Hundreds of white supremacists marched on a university campus in Virginia last night, protesting plans to remove a statue of Confederate general Robert E. Lee. They were chanting things like “Blood and soil” (a racist phrase with Nazi roots), “You will not replace us,” and the openly anti-semitic variant, “Jews will not replace us.”

At one point they surrounded a small group of counter-protesters and reportedly sprayed them with mace.

An even more violent scene is unfolding in Charlottesville today. Thousands of white supremacists, including neo-Nazis and members of the KKK, have gathered in Charlottesville for a white nationalist rally this afternoon. Hundreds of peaceful counter-protesters, including a coalition of interfaith clergy, have met them in response, as have sometimes less peaceful members of the Antifa movement. Several street fights erupted, and at one point a car driven by a white supremacist deliberately plowed into a group of counter-protesters, seriously injuring several people and killing one.
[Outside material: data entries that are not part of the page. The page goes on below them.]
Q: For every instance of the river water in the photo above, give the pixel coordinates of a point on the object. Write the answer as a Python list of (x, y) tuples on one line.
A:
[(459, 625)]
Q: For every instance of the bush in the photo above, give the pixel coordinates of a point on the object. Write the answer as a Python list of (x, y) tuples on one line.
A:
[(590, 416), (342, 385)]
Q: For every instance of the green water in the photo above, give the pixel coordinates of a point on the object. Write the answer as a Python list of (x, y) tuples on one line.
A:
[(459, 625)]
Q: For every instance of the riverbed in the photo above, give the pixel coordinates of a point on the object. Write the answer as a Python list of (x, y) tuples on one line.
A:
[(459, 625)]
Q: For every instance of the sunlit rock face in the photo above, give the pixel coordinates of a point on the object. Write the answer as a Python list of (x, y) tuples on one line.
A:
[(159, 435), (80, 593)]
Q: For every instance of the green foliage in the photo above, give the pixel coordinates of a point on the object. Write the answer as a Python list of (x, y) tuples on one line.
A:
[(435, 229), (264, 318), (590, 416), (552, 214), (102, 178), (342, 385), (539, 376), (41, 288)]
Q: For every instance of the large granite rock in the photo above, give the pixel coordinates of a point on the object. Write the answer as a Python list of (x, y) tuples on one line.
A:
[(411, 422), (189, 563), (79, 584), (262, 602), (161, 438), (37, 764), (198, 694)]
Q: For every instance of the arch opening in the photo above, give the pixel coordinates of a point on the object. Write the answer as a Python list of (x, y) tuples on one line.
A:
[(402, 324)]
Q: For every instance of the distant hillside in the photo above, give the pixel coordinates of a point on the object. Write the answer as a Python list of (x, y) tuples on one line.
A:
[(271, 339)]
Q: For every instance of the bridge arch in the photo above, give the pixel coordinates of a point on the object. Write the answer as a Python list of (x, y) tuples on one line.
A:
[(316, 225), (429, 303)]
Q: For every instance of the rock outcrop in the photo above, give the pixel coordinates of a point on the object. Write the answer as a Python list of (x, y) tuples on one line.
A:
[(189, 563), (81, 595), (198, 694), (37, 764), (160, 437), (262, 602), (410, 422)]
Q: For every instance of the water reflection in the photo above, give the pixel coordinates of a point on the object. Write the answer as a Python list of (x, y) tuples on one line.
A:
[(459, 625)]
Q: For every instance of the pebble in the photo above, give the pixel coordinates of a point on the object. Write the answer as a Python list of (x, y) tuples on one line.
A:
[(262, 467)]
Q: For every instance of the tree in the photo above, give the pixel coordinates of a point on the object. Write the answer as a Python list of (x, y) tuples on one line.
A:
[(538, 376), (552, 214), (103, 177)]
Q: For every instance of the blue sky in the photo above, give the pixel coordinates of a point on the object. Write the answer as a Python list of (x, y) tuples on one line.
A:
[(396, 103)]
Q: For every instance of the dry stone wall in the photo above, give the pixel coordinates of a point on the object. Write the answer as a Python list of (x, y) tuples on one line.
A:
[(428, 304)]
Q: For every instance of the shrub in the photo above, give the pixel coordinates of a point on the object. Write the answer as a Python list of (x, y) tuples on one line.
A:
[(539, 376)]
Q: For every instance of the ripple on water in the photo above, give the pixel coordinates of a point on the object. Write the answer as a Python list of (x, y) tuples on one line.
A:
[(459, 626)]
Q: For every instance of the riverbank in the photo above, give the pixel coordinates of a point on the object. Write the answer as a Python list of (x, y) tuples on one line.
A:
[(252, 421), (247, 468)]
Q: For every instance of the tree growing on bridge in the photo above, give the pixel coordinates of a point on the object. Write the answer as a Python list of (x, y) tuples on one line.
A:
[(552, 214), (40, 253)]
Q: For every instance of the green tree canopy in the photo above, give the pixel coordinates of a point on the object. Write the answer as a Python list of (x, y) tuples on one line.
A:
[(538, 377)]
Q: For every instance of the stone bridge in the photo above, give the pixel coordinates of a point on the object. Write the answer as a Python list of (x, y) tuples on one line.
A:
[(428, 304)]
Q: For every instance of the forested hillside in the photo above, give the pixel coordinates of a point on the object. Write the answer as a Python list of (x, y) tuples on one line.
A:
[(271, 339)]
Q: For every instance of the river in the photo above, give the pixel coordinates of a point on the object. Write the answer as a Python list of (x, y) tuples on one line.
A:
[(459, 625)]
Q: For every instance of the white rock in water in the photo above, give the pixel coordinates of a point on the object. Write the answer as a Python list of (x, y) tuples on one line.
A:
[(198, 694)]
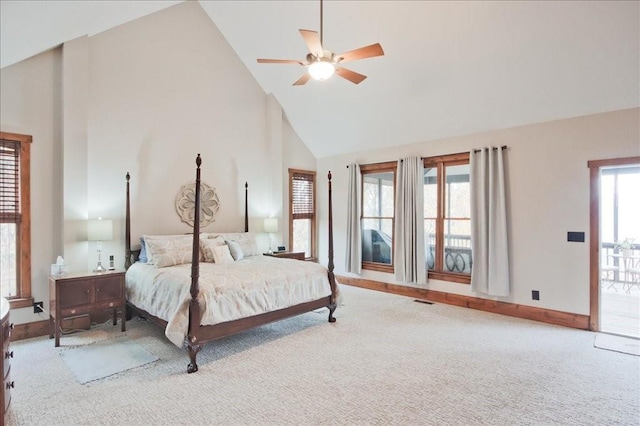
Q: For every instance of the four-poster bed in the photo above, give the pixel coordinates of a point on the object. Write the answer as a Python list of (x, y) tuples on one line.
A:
[(212, 308)]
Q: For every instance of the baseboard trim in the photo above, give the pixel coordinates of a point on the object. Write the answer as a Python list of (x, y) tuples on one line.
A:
[(511, 309)]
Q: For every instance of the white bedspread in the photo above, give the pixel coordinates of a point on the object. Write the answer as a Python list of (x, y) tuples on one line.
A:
[(248, 287)]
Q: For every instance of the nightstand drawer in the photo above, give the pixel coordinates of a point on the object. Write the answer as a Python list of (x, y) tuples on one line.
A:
[(8, 385), (7, 354), (85, 293), (108, 288), (74, 293)]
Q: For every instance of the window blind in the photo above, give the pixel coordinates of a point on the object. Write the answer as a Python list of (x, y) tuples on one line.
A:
[(9, 181), (302, 196)]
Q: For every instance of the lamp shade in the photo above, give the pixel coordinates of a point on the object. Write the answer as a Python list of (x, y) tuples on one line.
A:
[(321, 70), (271, 224), (100, 230)]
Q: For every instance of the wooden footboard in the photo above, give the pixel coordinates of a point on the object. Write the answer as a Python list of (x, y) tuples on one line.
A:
[(201, 334)]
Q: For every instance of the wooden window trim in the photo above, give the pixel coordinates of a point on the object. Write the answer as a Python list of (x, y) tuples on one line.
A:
[(23, 299), (292, 172), (387, 166)]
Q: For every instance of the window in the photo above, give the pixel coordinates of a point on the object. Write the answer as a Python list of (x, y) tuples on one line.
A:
[(15, 219), (447, 212), (378, 206), (302, 208)]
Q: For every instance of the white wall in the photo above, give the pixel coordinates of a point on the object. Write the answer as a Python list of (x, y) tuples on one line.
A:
[(548, 190), (146, 98)]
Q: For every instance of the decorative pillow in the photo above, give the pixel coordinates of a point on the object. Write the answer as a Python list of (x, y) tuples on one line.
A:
[(247, 241), (168, 252), (222, 255), (236, 250), (142, 257), (207, 246)]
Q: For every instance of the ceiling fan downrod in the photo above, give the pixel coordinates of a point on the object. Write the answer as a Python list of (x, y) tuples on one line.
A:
[(321, 42)]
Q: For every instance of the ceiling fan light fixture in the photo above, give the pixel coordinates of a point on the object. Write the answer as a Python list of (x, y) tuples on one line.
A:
[(321, 70)]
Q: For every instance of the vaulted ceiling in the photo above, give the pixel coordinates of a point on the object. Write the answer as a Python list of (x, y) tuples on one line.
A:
[(450, 68)]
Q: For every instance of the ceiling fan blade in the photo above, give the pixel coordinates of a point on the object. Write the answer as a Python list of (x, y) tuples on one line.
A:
[(312, 38), (361, 53), (302, 80), (352, 76), (280, 61)]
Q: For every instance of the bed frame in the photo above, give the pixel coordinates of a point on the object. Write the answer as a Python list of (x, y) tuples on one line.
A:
[(198, 334)]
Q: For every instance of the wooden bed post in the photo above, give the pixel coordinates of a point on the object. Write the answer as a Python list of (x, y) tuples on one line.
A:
[(330, 266), (246, 207), (127, 230), (193, 346)]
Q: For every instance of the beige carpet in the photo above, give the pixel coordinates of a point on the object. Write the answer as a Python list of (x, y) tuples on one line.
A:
[(387, 360), (102, 359), (625, 345)]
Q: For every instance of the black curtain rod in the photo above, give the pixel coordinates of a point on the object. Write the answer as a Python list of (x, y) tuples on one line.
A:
[(502, 147), (475, 150)]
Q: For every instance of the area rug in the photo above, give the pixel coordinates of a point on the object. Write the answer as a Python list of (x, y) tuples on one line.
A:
[(102, 359), (626, 345)]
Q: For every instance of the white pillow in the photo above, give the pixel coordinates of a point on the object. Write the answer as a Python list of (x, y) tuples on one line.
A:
[(207, 246), (247, 241), (236, 250), (169, 251), (222, 255)]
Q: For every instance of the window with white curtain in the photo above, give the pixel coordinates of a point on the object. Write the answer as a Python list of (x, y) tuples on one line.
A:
[(378, 214), (447, 212)]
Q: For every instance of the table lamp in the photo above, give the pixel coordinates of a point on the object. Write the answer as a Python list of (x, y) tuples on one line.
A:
[(270, 226), (100, 230)]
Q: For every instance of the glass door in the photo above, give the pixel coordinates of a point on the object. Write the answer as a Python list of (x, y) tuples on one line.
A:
[(619, 250)]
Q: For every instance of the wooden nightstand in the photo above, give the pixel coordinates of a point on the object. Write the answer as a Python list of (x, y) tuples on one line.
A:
[(82, 293), (287, 254)]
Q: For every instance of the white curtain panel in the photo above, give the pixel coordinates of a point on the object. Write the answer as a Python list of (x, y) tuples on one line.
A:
[(490, 271), (409, 255), (353, 257)]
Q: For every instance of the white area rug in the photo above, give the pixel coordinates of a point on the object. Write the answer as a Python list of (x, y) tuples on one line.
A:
[(103, 359), (610, 342)]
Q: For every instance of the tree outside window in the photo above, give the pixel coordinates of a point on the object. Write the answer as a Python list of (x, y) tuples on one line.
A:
[(447, 212), (15, 220)]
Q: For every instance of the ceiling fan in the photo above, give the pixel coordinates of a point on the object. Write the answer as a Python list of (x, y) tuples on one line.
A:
[(323, 63)]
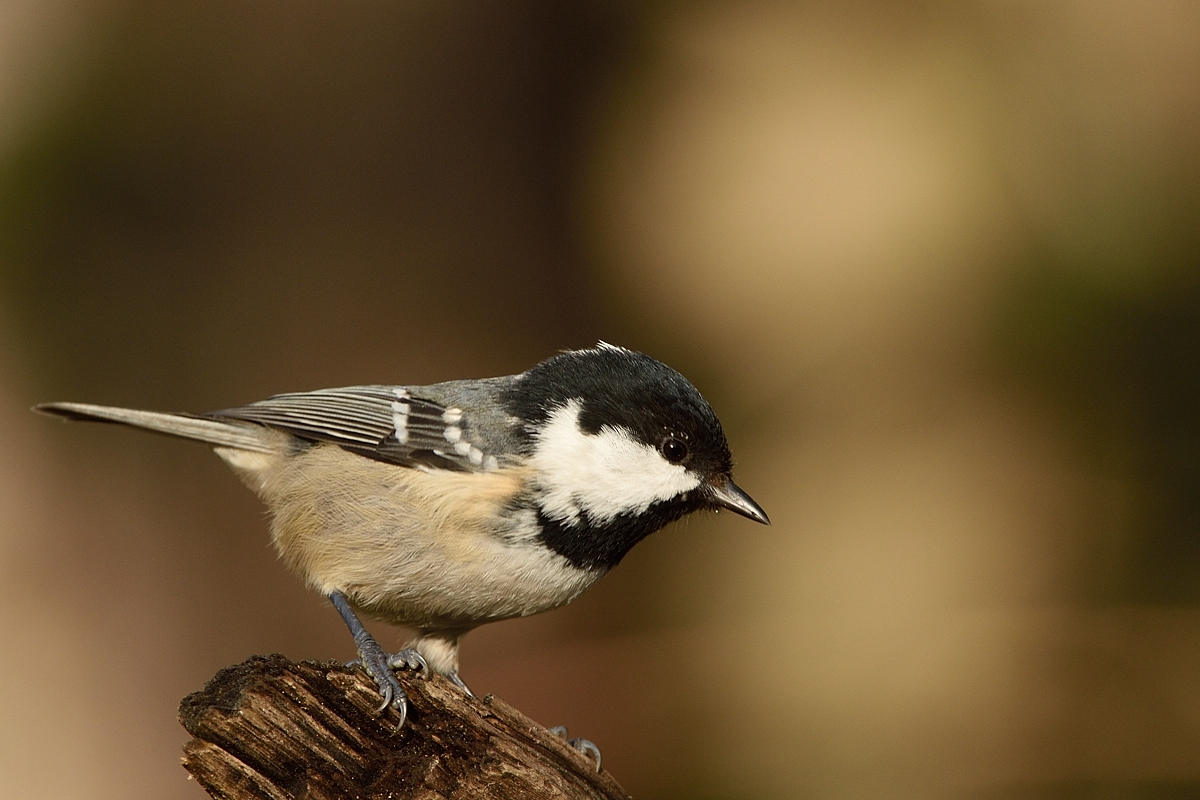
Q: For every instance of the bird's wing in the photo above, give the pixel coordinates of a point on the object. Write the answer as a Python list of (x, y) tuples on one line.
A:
[(388, 423)]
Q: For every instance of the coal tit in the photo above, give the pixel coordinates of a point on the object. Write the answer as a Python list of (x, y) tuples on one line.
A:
[(442, 507)]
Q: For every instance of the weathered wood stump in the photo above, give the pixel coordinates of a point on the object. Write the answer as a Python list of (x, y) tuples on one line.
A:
[(271, 728)]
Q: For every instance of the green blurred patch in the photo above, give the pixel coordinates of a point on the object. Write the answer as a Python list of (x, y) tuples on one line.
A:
[(1119, 365)]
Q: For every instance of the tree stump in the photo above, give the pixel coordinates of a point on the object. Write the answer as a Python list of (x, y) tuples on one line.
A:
[(271, 728)]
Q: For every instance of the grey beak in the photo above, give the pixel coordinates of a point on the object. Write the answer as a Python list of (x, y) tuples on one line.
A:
[(729, 495)]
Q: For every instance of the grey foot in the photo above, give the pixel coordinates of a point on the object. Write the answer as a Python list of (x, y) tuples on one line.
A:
[(457, 681), (582, 745), (378, 663)]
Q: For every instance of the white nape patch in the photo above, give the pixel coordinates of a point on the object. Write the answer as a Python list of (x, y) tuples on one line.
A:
[(400, 419), (604, 474)]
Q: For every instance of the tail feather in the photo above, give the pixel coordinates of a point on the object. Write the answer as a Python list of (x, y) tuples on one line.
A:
[(223, 434)]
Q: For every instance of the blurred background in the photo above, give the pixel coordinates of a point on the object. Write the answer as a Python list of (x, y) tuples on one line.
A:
[(936, 265)]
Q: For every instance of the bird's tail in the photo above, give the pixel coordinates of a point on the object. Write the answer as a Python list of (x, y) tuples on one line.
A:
[(219, 433)]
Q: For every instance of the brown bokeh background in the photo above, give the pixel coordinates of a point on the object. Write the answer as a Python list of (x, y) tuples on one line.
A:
[(936, 265)]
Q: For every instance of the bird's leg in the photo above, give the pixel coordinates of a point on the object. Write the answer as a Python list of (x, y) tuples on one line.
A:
[(376, 662), (581, 745)]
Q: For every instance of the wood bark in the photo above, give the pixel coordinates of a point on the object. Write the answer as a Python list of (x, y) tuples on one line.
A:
[(274, 729)]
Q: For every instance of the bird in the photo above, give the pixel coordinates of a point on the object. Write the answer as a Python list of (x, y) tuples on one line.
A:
[(447, 506)]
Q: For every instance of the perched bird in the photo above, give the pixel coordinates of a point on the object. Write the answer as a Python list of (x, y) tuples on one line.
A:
[(442, 507)]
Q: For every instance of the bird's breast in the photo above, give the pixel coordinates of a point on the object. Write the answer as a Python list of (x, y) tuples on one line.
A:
[(421, 548)]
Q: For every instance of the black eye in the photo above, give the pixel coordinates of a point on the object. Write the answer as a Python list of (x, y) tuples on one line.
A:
[(673, 450)]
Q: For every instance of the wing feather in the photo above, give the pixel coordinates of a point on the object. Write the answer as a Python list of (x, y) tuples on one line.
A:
[(364, 420)]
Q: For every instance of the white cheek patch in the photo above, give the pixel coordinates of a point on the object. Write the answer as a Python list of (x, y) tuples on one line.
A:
[(604, 474)]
It’s easy to be shocked at such overt displays of hatred like what’s happening in Charlottesville. It’s easy to say, “I can’t believe this is happening in 2017.” Many of us kidded ourselves into thinking this kind of racism was a thing of the past—or at least that it had receded to the fringes of respectable society. Many of us kidded ourselves into thinking “we’re better than this.”

We expect to see this kind of sectarian conflict “over there,” in places like Iraq. But here? It comes as more of a shock.

But it shouldn’t.

This didn’t come out of nowhere. This is a result of our collective failure to address the root causes of racism, to build a table where all are truly welcome, to acknowledge our own prejudices and implicit biases, and to listen to those who could show us a better way.

So let’s be done with being shocked. Let’s wake up to the fact that this is our reality. This is our America. If we go on pretending like “we’re better than this,” then we will never be better than this.

Don’t say, “I can’t believe this is happening in 2017.” It never stopped happening.

Instead, let’s open our eyes and ears. Let’s choose to listen to our black neighbors, our indigenous neighbors, our Muslim neighbors, our Jewish neighbors, our immigrant neighbors. Let’s hear the lament, the cries, and the pain of their lived experience. Let’s stop worrying about justifying ourselves—about saying #NotAllWhitePeople or #NotAllChristians or the like—and just listen. Let’s believe them—and allow them to lead us to a better way, to the more beautiful world our hearts know is possible.

When hate is loud, love cannot be silent. Love cannot look away. Because the frontlines aren’t just “over there.” The frontlines are where we live, and it’s time we show up to wage peace where others wage war.